As clinical and screening guidelines group cancers based on their anatomical site, we intentionally avoided considering histological subtypes separately. However, cancer subtypes may have different aetiology and therefore distinct incidence patterns that may not become apparent when analysed as a single group. Indeed, some of the studies included in this review indicate that, whilst oesophageal squamous cell carcinoma is generally decreasing in incidence, adenocarcinoma may be increasing in under 50s. Therefore, stratification for histological subtype may reveal changes in incidence that were not apparent in our analysis.

Clinical implications and future research

The robust evidence of an increase in colorectal cancer incidence in younger people in North America, Europe and Oceania, calls for a re-evaluation of the age threshold for the referral of symptomatic patients. This requires re-assessing the predictive value of symptoms in younger populations and a full health economic modelling to examine the balance of costs and benefits of lowering the referral thresholds. Similarly, lowering the minimum age for eligibility in colorectal cancer national screening programmes may be considered but only after careful weighting of the economic and health service implications. A modelling study in Australia has suggested that lowering bowel cancer screening threshold to 45 may be cost-effective but would increase colonoscopy demand by 3–14% and require 55–170 additional colonoscopies per additional death prevented [107]. Notably, the US Preventative Services Taskforce recently lowered their age recommendations for bowel screening from 50 to 45 years.

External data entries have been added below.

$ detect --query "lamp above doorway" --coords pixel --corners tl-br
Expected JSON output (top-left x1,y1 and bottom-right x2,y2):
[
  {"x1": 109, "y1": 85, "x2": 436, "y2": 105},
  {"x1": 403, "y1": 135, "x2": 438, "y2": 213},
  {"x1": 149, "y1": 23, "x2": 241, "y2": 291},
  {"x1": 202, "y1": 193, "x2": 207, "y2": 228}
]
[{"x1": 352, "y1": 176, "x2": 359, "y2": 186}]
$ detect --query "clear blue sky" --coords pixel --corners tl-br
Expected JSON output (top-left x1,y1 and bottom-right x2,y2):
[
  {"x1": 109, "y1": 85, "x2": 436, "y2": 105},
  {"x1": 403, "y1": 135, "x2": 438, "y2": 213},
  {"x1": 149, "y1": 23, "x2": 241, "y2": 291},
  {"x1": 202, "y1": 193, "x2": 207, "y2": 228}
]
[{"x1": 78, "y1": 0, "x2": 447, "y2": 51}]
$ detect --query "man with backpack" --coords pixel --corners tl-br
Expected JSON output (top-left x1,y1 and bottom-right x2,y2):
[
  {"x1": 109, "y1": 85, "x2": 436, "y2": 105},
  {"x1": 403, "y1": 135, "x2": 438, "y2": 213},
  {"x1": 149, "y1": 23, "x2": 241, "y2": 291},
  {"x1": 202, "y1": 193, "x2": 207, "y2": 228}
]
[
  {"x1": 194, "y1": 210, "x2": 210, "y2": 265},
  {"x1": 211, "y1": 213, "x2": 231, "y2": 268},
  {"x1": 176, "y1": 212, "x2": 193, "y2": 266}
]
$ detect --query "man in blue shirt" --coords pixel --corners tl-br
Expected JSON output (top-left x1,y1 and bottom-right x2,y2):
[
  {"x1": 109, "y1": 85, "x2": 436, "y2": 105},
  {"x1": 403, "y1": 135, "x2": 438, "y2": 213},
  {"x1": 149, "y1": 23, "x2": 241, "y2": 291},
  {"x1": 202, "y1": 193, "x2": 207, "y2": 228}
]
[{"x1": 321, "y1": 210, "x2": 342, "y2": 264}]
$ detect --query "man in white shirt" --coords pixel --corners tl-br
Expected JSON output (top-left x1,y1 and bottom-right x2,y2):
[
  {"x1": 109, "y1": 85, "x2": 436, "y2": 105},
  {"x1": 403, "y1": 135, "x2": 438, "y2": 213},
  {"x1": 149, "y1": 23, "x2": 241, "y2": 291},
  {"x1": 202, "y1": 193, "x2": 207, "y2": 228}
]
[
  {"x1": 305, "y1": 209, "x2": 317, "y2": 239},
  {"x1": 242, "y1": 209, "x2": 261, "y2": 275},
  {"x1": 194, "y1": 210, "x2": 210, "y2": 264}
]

Whilst the increase in breast cancer incidence in young women was consistently reported across Europe and North America, the raise was modest and the overall risk remains low. For cancers with evidence of an increase, additional descriptive studies may be warranted to provide accurate estimates of current and future incidence rates in younger age groups and determine whether the overall risk is sufficiently high to justify a change in guidelines. Further research should also determine the causes behind the rise to disentangle real generational effects to those due to changes in clinical practice, increase testing and overdiagnosis. Policy changes regarding referral of symptomatic patients or screening could be considered in those countries and for those cancers with a confirmed increasing trend. However, despite increases in incidence, the low absolute risk in young people may mean that a change in age thresholds may not be cost-effective or justifiable. Nevertheless, family doctors should be aware of these trends and that the possibility of cancer should not be dismissed solely based on age. Mechanisms should be in place to allow clinicians to take further action if they suspect serious disease in younger patients.

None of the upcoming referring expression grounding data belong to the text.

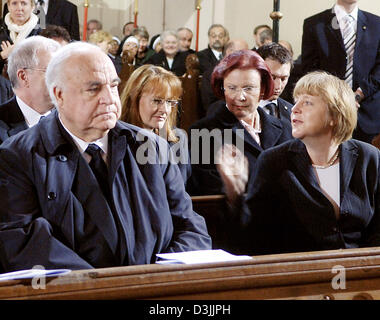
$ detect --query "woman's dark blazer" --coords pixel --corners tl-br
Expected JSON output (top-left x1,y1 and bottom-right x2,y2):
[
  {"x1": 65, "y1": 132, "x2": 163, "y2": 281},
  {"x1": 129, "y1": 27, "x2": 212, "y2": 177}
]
[
  {"x1": 187, "y1": 104, "x2": 293, "y2": 196},
  {"x1": 239, "y1": 138, "x2": 380, "y2": 255},
  {"x1": 146, "y1": 49, "x2": 190, "y2": 77}
]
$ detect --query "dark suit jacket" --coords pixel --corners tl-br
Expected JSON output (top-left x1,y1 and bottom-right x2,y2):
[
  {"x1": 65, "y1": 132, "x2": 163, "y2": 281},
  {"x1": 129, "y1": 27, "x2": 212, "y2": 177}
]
[
  {"x1": 146, "y1": 50, "x2": 190, "y2": 77},
  {"x1": 0, "y1": 96, "x2": 28, "y2": 144},
  {"x1": 187, "y1": 105, "x2": 292, "y2": 196},
  {"x1": 0, "y1": 111, "x2": 211, "y2": 272},
  {"x1": 196, "y1": 46, "x2": 219, "y2": 74},
  {"x1": 200, "y1": 66, "x2": 218, "y2": 112},
  {"x1": 271, "y1": 97, "x2": 292, "y2": 122},
  {"x1": 0, "y1": 75, "x2": 13, "y2": 105},
  {"x1": 301, "y1": 8, "x2": 380, "y2": 134},
  {"x1": 3, "y1": 0, "x2": 79, "y2": 41},
  {"x1": 238, "y1": 139, "x2": 380, "y2": 255}
]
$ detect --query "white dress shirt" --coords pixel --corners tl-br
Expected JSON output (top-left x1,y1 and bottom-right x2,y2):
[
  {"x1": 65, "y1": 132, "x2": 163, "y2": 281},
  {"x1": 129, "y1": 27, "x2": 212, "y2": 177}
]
[
  {"x1": 259, "y1": 99, "x2": 279, "y2": 118},
  {"x1": 225, "y1": 104, "x2": 261, "y2": 145},
  {"x1": 334, "y1": 3, "x2": 358, "y2": 36},
  {"x1": 58, "y1": 115, "x2": 109, "y2": 164},
  {"x1": 211, "y1": 48, "x2": 223, "y2": 61},
  {"x1": 35, "y1": 0, "x2": 49, "y2": 14},
  {"x1": 16, "y1": 96, "x2": 51, "y2": 128}
]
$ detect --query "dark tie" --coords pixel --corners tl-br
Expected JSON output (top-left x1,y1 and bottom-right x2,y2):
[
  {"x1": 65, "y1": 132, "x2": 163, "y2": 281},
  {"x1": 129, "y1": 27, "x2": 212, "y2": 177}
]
[
  {"x1": 38, "y1": 0, "x2": 44, "y2": 5},
  {"x1": 265, "y1": 102, "x2": 277, "y2": 116},
  {"x1": 85, "y1": 144, "x2": 110, "y2": 200}
]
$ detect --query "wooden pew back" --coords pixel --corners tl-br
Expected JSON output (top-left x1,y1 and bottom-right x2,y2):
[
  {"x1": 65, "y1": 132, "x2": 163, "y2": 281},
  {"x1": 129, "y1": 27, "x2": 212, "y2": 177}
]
[
  {"x1": 178, "y1": 54, "x2": 204, "y2": 131},
  {"x1": 1, "y1": 247, "x2": 380, "y2": 299}
]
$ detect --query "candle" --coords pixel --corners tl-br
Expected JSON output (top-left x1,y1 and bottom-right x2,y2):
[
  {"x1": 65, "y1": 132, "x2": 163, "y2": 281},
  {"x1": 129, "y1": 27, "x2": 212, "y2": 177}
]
[{"x1": 134, "y1": 0, "x2": 138, "y2": 13}]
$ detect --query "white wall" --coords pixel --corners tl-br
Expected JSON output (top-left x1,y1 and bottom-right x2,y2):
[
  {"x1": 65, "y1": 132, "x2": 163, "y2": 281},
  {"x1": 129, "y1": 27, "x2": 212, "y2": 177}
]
[{"x1": 70, "y1": 0, "x2": 380, "y2": 56}]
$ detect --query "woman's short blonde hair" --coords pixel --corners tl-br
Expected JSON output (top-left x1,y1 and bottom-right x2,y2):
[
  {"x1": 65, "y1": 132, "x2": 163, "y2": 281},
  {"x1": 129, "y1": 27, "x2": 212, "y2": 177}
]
[
  {"x1": 120, "y1": 64, "x2": 183, "y2": 142},
  {"x1": 88, "y1": 30, "x2": 112, "y2": 45},
  {"x1": 293, "y1": 71, "x2": 357, "y2": 145}
]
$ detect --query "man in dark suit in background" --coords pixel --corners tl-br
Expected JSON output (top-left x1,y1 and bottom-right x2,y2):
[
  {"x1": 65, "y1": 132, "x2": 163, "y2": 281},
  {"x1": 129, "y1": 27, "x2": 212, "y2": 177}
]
[
  {"x1": 301, "y1": 0, "x2": 380, "y2": 142},
  {"x1": 256, "y1": 42, "x2": 293, "y2": 122},
  {"x1": 0, "y1": 36, "x2": 60, "y2": 144},
  {"x1": 196, "y1": 24, "x2": 229, "y2": 75},
  {"x1": 3, "y1": 0, "x2": 80, "y2": 41},
  {"x1": 0, "y1": 41, "x2": 211, "y2": 272}
]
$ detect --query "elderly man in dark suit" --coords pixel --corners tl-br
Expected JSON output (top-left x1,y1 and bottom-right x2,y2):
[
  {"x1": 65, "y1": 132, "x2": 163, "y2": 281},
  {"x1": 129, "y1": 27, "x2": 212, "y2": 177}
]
[
  {"x1": 301, "y1": 0, "x2": 380, "y2": 143},
  {"x1": 3, "y1": 0, "x2": 80, "y2": 41},
  {"x1": 0, "y1": 42, "x2": 211, "y2": 272},
  {"x1": 0, "y1": 35, "x2": 60, "y2": 144},
  {"x1": 196, "y1": 24, "x2": 229, "y2": 75}
]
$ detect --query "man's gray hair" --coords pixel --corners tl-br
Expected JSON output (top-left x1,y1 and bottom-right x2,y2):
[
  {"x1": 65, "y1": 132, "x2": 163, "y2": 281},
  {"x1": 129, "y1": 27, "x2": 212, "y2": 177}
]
[
  {"x1": 7, "y1": 36, "x2": 61, "y2": 89},
  {"x1": 207, "y1": 24, "x2": 227, "y2": 36},
  {"x1": 45, "y1": 41, "x2": 103, "y2": 107}
]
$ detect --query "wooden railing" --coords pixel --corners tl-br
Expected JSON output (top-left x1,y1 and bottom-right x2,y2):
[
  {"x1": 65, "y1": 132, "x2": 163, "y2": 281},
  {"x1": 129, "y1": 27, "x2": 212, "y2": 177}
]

Clarifying the role of preventable causes will help underpin more effective population health policies aimed at cancer prevention. More research is also needed to establish whether the rising incidence trend in the younger population is associated to specific subgroups, to allow improved risk stratification and facilitate more targeted interventions. Furthermore, lowering of referral or screening age may be facilitated by the development of new highly sensitive and specific testing modalities.

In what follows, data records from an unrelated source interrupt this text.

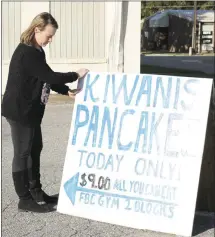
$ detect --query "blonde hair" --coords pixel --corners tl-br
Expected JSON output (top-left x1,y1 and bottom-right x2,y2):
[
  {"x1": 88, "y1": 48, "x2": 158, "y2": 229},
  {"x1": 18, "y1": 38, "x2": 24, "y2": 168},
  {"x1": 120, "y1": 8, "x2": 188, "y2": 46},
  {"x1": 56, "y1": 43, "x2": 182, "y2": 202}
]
[{"x1": 20, "y1": 12, "x2": 58, "y2": 45}]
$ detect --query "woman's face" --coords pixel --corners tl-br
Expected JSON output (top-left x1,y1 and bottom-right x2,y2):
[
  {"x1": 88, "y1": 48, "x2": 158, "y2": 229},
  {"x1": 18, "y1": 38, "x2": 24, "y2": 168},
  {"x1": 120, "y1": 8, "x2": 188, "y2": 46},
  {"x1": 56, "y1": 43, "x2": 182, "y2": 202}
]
[{"x1": 34, "y1": 24, "x2": 56, "y2": 47}]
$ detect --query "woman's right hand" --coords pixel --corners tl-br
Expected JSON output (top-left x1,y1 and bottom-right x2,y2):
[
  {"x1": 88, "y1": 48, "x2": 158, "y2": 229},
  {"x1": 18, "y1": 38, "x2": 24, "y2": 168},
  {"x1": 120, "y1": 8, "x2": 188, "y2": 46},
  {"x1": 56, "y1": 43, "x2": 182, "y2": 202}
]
[{"x1": 76, "y1": 68, "x2": 89, "y2": 79}]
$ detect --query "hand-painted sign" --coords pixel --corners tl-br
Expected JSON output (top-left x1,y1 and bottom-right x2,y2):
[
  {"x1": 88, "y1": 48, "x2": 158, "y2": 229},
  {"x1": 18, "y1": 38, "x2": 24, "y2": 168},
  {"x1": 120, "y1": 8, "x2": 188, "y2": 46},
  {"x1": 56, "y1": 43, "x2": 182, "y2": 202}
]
[{"x1": 57, "y1": 72, "x2": 212, "y2": 237}]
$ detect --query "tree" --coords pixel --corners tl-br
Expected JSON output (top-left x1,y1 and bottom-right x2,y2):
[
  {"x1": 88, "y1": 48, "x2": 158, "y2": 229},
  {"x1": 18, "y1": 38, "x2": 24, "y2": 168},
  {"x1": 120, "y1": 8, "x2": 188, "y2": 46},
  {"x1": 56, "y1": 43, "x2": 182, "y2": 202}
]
[{"x1": 141, "y1": 1, "x2": 215, "y2": 19}]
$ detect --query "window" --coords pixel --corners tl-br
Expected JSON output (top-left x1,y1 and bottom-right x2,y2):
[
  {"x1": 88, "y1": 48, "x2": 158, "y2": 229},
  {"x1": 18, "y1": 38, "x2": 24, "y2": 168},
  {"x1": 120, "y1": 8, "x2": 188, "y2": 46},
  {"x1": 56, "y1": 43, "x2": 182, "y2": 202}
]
[
  {"x1": 2, "y1": 2, "x2": 21, "y2": 61},
  {"x1": 49, "y1": 1, "x2": 106, "y2": 62}
]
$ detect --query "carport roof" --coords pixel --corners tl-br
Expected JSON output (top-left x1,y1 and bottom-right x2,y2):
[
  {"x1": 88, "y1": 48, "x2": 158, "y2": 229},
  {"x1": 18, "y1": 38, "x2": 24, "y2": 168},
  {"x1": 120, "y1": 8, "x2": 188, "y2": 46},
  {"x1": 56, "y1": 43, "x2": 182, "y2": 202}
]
[{"x1": 149, "y1": 10, "x2": 214, "y2": 27}]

In conclusion, our study shows that the incidence of colorectal, breast, kidney, pancreatic and uterine cancer is increasing in younger people, whilst lung, laryngeal and bladder cancers are becoming less common. Policymakers need to be aware of these trends when reviewing guidelines and screening programmes. Addressing preventable risk factors such as excess weight may help curb the increase of these malignancies in younger generations.